Menurutnya, karakteristik meteor di Cirebon berbeda karena hanya muncul satu benda besar dengan efek gelombang kejut yang kuat.“Hujan meteor Draconid berasal dari sisa komet 21P Giacobini-Zinner dan biasanya menghasilkan serpihan kecil yang terbakar di atmosfer.
Sementara yang terlihat di Cirebon adalah meteor tunggal dengan ukuran jauh lebih besar,” paparnya.
Sementara itu, BMKG Stasiun Kertajati masih mengumpulkan data tambahan untuk memastikan penyebab dentuman keras yang terdengar setelah kemunculan cahaya tersebut.
Kepala Tim Kerja Prakiraan, Data, dan Informasi BMKG Kertajati, Muhammad Syifaul Fuad, menjelaskan bahwa dentuman bisa disebabkan oleh berbagai faktor seperti gempa kecil, petir, atau longsoran.
Namun, pada saat kejadian, kondisi cuaca di Cirebon dilaporkan cerah berawan tanpa indikasi awan konvektif.“Biasanya suara ledakan bisa muncul akibat sambaran petir, tetapi dari citra satelit tidak ditemukan adanya awan konvektif di sekitar lokasi,” kata Fuad.
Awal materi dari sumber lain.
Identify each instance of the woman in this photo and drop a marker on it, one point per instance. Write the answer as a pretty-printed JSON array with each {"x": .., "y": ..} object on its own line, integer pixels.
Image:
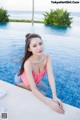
[{"x": 34, "y": 66}]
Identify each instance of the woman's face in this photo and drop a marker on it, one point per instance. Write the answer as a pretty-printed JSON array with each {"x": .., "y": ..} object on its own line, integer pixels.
[{"x": 36, "y": 46}]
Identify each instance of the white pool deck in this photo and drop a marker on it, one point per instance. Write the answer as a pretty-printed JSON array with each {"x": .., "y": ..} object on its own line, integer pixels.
[{"x": 21, "y": 104}]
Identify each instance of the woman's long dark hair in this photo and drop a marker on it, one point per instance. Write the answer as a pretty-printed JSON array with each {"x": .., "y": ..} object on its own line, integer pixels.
[{"x": 27, "y": 53}]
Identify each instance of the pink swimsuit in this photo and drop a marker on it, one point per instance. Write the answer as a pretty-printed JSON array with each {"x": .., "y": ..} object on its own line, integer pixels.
[{"x": 37, "y": 76}]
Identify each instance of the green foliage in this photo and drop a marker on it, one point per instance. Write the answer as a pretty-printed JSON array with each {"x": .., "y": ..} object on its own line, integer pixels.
[
  {"x": 4, "y": 15},
  {"x": 57, "y": 17}
]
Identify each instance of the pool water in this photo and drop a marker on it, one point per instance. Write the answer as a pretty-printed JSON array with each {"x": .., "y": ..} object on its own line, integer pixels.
[{"x": 61, "y": 43}]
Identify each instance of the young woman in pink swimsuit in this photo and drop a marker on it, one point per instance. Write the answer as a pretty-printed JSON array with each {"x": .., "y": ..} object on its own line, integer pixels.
[{"x": 34, "y": 66}]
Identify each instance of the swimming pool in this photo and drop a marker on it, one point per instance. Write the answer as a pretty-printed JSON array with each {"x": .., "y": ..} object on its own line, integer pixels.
[{"x": 61, "y": 43}]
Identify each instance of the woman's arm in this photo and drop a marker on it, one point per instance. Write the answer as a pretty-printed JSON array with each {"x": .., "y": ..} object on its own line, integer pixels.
[
  {"x": 52, "y": 82},
  {"x": 37, "y": 93}
]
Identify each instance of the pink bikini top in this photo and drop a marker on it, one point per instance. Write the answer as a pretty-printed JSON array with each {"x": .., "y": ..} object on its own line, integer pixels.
[{"x": 37, "y": 76}]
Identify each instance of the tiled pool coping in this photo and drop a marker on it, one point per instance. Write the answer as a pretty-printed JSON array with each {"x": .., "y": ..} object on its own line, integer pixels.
[{"x": 21, "y": 104}]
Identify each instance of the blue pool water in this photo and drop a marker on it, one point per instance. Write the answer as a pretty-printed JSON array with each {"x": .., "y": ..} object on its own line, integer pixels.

Ia menambahkan, hingga kini tidak terdeteksi adanya fenomena cuaca ekstrem yang berkaitan langsung dengan suara dentuman tersebut.
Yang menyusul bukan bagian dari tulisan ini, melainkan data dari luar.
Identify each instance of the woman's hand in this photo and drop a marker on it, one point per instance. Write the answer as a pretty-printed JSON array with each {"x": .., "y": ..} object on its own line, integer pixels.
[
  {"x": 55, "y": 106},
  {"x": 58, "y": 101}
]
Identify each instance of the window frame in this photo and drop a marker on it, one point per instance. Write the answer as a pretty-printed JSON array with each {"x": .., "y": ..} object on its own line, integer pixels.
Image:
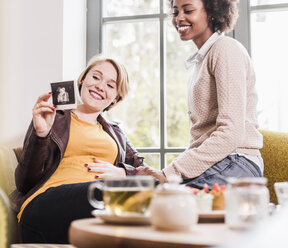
[{"x": 95, "y": 23}]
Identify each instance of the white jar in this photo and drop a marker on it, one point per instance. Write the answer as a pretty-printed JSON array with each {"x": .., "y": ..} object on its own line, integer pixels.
[
  {"x": 247, "y": 201},
  {"x": 173, "y": 206}
]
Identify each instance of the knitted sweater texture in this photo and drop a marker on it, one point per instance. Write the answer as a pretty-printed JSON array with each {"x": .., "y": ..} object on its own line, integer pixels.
[{"x": 222, "y": 103}]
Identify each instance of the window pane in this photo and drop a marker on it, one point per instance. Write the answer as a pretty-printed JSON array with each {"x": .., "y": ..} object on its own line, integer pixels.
[
  {"x": 264, "y": 2},
  {"x": 136, "y": 45},
  {"x": 270, "y": 61},
  {"x": 152, "y": 159},
  {"x": 169, "y": 157},
  {"x": 176, "y": 87},
  {"x": 112, "y": 8}
]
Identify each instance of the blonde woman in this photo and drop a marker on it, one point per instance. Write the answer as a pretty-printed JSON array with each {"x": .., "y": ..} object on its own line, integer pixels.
[{"x": 64, "y": 151}]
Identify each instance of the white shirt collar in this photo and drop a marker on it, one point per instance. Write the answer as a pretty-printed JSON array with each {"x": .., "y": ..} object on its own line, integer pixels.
[{"x": 200, "y": 54}]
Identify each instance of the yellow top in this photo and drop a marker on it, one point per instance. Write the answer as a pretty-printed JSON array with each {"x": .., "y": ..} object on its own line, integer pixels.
[{"x": 86, "y": 141}]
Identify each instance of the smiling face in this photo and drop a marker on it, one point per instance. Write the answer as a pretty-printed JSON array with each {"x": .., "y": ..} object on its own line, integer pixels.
[
  {"x": 99, "y": 88},
  {"x": 191, "y": 21}
]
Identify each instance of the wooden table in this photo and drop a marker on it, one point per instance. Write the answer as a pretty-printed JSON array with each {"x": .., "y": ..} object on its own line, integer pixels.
[{"x": 93, "y": 232}]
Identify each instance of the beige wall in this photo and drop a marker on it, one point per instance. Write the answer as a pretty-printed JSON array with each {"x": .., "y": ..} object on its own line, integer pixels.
[{"x": 32, "y": 55}]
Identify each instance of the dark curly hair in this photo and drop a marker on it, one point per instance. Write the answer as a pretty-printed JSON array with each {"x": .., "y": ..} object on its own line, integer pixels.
[{"x": 222, "y": 14}]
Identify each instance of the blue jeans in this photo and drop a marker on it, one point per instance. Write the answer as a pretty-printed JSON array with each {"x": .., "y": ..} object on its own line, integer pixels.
[{"x": 231, "y": 166}]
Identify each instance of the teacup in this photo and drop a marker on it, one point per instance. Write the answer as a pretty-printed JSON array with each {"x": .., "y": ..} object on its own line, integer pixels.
[
  {"x": 124, "y": 196},
  {"x": 281, "y": 189}
]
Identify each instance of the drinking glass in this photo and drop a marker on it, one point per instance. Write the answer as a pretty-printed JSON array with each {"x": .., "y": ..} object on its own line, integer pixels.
[
  {"x": 247, "y": 201},
  {"x": 123, "y": 196}
]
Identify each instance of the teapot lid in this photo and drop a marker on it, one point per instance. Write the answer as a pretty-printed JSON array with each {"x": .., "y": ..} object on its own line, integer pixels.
[{"x": 173, "y": 186}]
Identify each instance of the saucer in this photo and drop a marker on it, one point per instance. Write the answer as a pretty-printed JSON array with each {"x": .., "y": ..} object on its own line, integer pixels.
[{"x": 126, "y": 220}]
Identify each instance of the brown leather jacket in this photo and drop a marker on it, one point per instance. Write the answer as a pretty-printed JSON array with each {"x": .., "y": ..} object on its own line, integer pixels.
[{"x": 41, "y": 156}]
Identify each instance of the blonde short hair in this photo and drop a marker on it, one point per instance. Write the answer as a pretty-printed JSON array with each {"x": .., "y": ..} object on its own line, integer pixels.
[{"x": 122, "y": 80}]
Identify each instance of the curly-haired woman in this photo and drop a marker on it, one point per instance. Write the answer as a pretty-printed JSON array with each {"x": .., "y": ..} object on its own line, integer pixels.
[{"x": 222, "y": 98}]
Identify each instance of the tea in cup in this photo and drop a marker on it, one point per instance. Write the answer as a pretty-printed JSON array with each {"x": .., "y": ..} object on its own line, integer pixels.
[{"x": 124, "y": 196}]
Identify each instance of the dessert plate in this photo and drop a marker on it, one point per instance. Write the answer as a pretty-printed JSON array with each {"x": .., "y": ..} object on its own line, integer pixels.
[{"x": 126, "y": 220}]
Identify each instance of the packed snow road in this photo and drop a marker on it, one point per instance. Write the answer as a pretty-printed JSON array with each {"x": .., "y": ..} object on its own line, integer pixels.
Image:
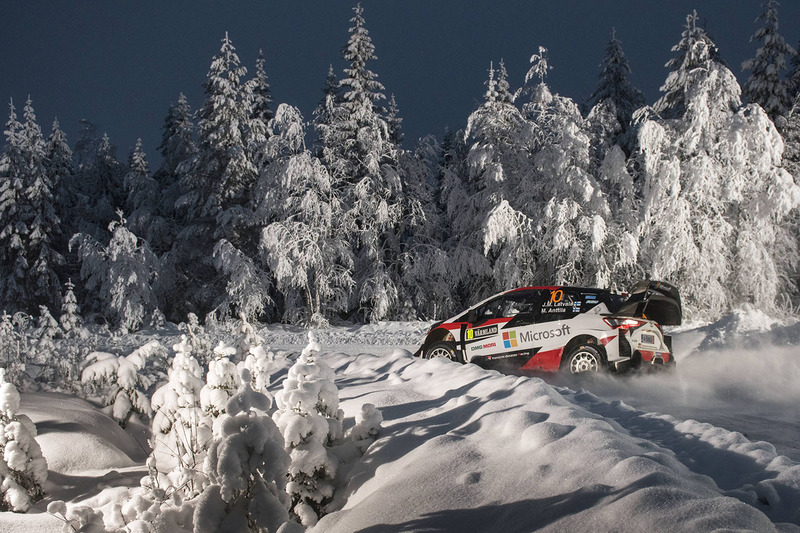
[{"x": 725, "y": 420}]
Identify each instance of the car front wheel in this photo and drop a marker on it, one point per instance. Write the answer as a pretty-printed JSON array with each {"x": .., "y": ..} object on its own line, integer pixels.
[
  {"x": 442, "y": 349},
  {"x": 584, "y": 358}
]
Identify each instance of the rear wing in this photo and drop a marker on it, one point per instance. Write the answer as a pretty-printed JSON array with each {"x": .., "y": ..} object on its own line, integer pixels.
[{"x": 654, "y": 300}]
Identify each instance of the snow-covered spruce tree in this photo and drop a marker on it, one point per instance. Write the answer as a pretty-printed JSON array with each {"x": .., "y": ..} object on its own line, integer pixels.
[
  {"x": 765, "y": 86},
  {"x": 60, "y": 169},
  {"x": 222, "y": 381},
  {"x": 41, "y": 220},
  {"x": 28, "y": 221},
  {"x": 366, "y": 428},
  {"x": 693, "y": 50},
  {"x": 12, "y": 359},
  {"x": 13, "y": 231},
  {"x": 181, "y": 430},
  {"x": 428, "y": 272},
  {"x": 100, "y": 177},
  {"x": 613, "y": 85},
  {"x": 305, "y": 247},
  {"x": 363, "y": 163},
  {"x": 23, "y": 470},
  {"x": 712, "y": 187},
  {"x": 177, "y": 150},
  {"x": 261, "y": 364},
  {"x": 309, "y": 418},
  {"x": 494, "y": 134},
  {"x": 215, "y": 247},
  {"x": 260, "y": 92},
  {"x": 246, "y": 467},
  {"x": 121, "y": 274},
  {"x": 70, "y": 320},
  {"x": 123, "y": 380},
  {"x": 142, "y": 202}
]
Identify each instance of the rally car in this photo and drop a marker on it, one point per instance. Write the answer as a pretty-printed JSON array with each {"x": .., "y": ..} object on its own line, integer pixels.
[{"x": 575, "y": 329}]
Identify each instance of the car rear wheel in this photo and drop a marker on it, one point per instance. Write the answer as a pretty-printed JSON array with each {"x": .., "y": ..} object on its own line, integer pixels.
[
  {"x": 584, "y": 358},
  {"x": 442, "y": 349}
]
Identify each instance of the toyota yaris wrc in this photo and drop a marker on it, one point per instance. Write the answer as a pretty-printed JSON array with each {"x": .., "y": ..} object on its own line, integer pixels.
[{"x": 571, "y": 328}]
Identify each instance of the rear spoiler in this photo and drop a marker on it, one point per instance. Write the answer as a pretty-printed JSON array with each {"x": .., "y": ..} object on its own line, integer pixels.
[{"x": 654, "y": 300}]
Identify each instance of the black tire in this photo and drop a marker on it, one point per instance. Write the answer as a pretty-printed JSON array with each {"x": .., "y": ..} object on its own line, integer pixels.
[
  {"x": 442, "y": 349},
  {"x": 583, "y": 359}
]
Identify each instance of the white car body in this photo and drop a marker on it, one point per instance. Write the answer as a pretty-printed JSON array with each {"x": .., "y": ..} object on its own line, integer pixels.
[{"x": 544, "y": 328}]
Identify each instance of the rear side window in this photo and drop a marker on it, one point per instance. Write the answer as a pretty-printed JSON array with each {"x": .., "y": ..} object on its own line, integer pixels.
[
  {"x": 524, "y": 302},
  {"x": 560, "y": 304}
]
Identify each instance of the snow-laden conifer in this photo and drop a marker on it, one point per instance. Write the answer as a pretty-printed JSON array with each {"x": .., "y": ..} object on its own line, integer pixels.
[
  {"x": 222, "y": 381},
  {"x": 121, "y": 274},
  {"x": 309, "y": 418},
  {"x": 38, "y": 212},
  {"x": 713, "y": 190},
  {"x": 13, "y": 230},
  {"x": 181, "y": 429},
  {"x": 60, "y": 169},
  {"x": 23, "y": 470},
  {"x": 246, "y": 467},
  {"x": 123, "y": 381},
  {"x": 614, "y": 86},
  {"x": 694, "y": 50},
  {"x": 305, "y": 246},
  {"x": 766, "y": 86}
]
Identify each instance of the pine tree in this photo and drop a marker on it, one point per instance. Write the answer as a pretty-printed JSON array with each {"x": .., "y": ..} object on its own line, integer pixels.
[
  {"x": 309, "y": 418},
  {"x": 181, "y": 430},
  {"x": 142, "y": 202},
  {"x": 496, "y": 133},
  {"x": 13, "y": 231},
  {"x": 712, "y": 188},
  {"x": 61, "y": 172},
  {"x": 304, "y": 245},
  {"x": 694, "y": 50},
  {"x": 260, "y": 92},
  {"x": 217, "y": 188},
  {"x": 23, "y": 470},
  {"x": 246, "y": 467},
  {"x": 765, "y": 86},
  {"x": 70, "y": 319},
  {"x": 614, "y": 87},
  {"x": 363, "y": 163},
  {"x": 121, "y": 274}
]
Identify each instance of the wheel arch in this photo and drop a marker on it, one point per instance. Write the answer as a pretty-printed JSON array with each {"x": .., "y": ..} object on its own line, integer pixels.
[
  {"x": 438, "y": 334},
  {"x": 578, "y": 340}
]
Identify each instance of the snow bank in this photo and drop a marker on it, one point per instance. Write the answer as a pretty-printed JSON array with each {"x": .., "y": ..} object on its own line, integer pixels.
[
  {"x": 76, "y": 438},
  {"x": 465, "y": 448}
]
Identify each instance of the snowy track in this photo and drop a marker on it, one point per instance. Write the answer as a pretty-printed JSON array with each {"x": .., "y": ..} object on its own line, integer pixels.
[{"x": 468, "y": 449}]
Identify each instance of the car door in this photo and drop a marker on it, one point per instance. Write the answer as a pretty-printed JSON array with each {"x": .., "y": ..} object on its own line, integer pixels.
[{"x": 490, "y": 335}]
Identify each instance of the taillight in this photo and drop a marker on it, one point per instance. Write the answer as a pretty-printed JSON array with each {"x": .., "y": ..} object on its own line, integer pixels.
[{"x": 623, "y": 323}]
Hingga kini, tim dari BRIN dan BMKG masih melakukan pengumpulan data untuk menentukan secara pasti lokasi jatuhnya meteor di perairan Laut Jawa.
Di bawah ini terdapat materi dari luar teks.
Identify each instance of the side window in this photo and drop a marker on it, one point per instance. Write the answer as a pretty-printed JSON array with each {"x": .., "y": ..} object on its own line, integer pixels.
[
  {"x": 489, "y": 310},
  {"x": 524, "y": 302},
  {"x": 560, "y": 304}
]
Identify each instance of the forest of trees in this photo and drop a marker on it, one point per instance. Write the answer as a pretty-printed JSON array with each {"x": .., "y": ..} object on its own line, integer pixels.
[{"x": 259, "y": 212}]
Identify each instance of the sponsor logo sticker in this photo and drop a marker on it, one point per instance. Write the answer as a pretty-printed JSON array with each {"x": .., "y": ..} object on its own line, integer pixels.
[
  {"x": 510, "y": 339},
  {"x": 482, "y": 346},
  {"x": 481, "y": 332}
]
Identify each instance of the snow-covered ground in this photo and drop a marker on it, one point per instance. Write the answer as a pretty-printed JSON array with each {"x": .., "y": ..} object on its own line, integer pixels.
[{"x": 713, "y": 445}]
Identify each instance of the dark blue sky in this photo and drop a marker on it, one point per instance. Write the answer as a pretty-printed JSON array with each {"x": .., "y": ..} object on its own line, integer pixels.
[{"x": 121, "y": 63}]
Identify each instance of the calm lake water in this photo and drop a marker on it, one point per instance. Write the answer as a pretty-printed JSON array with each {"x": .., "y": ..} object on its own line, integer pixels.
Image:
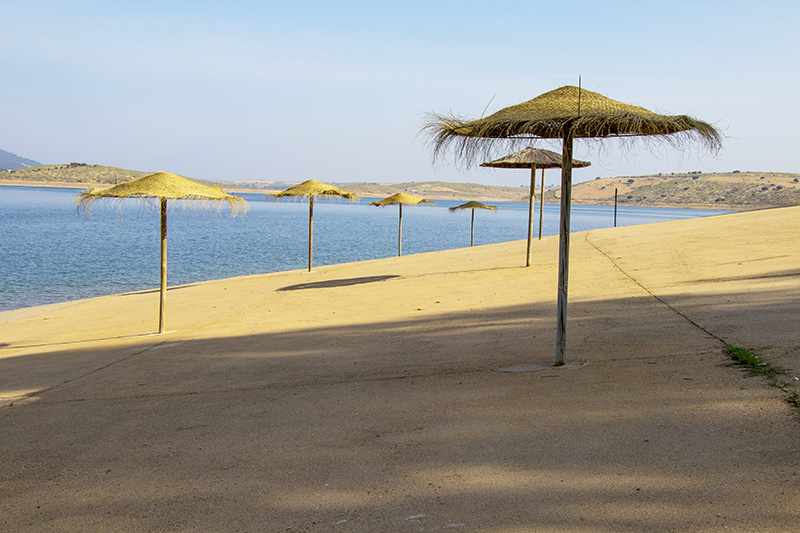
[{"x": 49, "y": 253}]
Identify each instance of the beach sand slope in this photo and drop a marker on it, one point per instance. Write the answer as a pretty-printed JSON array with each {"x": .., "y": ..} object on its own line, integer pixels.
[{"x": 366, "y": 396}]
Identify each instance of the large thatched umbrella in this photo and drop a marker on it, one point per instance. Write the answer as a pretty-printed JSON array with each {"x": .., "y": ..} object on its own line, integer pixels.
[
  {"x": 163, "y": 186},
  {"x": 312, "y": 188},
  {"x": 401, "y": 198},
  {"x": 533, "y": 158},
  {"x": 473, "y": 205},
  {"x": 565, "y": 113}
]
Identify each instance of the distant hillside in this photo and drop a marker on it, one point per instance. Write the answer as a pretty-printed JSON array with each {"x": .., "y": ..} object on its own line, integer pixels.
[
  {"x": 728, "y": 190},
  {"x": 73, "y": 173},
  {"x": 9, "y": 160},
  {"x": 723, "y": 190}
]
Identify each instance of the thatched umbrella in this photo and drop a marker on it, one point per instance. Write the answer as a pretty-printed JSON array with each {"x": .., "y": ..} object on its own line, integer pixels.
[
  {"x": 401, "y": 198},
  {"x": 473, "y": 205},
  {"x": 312, "y": 188},
  {"x": 565, "y": 113},
  {"x": 533, "y": 158},
  {"x": 163, "y": 186}
]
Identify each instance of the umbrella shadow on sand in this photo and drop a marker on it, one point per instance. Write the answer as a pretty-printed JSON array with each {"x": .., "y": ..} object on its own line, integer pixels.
[{"x": 336, "y": 283}]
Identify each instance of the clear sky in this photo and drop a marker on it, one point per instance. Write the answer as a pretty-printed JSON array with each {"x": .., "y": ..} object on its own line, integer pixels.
[{"x": 338, "y": 91}]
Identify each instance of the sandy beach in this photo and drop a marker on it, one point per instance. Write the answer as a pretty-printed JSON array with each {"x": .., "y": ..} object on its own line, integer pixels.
[{"x": 367, "y": 396}]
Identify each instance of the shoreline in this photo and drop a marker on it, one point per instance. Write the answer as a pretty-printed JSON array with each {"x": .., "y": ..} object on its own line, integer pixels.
[
  {"x": 240, "y": 190},
  {"x": 387, "y": 394}
]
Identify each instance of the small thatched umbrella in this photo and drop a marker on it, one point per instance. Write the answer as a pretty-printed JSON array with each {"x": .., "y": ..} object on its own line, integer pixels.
[
  {"x": 401, "y": 198},
  {"x": 533, "y": 158},
  {"x": 473, "y": 205},
  {"x": 163, "y": 186},
  {"x": 312, "y": 188},
  {"x": 565, "y": 113}
]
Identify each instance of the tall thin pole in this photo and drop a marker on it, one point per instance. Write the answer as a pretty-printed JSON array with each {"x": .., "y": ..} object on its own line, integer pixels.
[
  {"x": 163, "y": 295},
  {"x": 541, "y": 206},
  {"x": 472, "y": 230},
  {"x": 400, "y": 233},
  {"x": 530, "y": 213},
  {"x": 563, "y": 251},
  {"x": 310, "y": 229}
]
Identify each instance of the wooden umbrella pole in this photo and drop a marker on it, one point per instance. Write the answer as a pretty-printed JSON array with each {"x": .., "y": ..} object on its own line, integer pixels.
[
  {"x": 163, "y": 295},
  {"x": 541, "y": 206},
  {"x": 400, "y": 233},
  {"x": 472, "y": 230},
  {"x": 563, "y": 250},
  {"x": 530, "y": 213},
  {"x": 310, "y": 230}
]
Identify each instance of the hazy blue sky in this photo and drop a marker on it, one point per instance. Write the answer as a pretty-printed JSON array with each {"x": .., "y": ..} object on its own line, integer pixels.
[{"x": 338, "y": 91}]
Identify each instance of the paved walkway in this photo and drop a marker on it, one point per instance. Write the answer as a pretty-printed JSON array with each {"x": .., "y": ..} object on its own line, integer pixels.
[{"x": 365, "y": 397}]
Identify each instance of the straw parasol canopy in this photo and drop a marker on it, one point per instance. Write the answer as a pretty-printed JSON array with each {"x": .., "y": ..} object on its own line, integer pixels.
[
  {"x": 312, "y": 188},
  {"x": 163, "y": 186},
  {"x": 401, "y": 199},
  {"x": 565, "y": 113},
  {"x": 533, "y": 158},
  {"x": 472, "y": 205}
]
Masyarakat diimbau agar tidak panik dan segera melaporkan kepada pihak berwenang jika menemukan benda asing yang mencurigakan di sekitar wilayah pesisir utara Jawa.
Fenomena ini menjadi salah satu kejadian astronomi langka yang menarik perhatian publik di Indonesia. Selain memperkaya pengetahuan tentang aktivitas benda langit, peristiwa ini juga menjadi pengingat bahwa alam semesta masih menyimpan banyak misteri yang menakjubkan.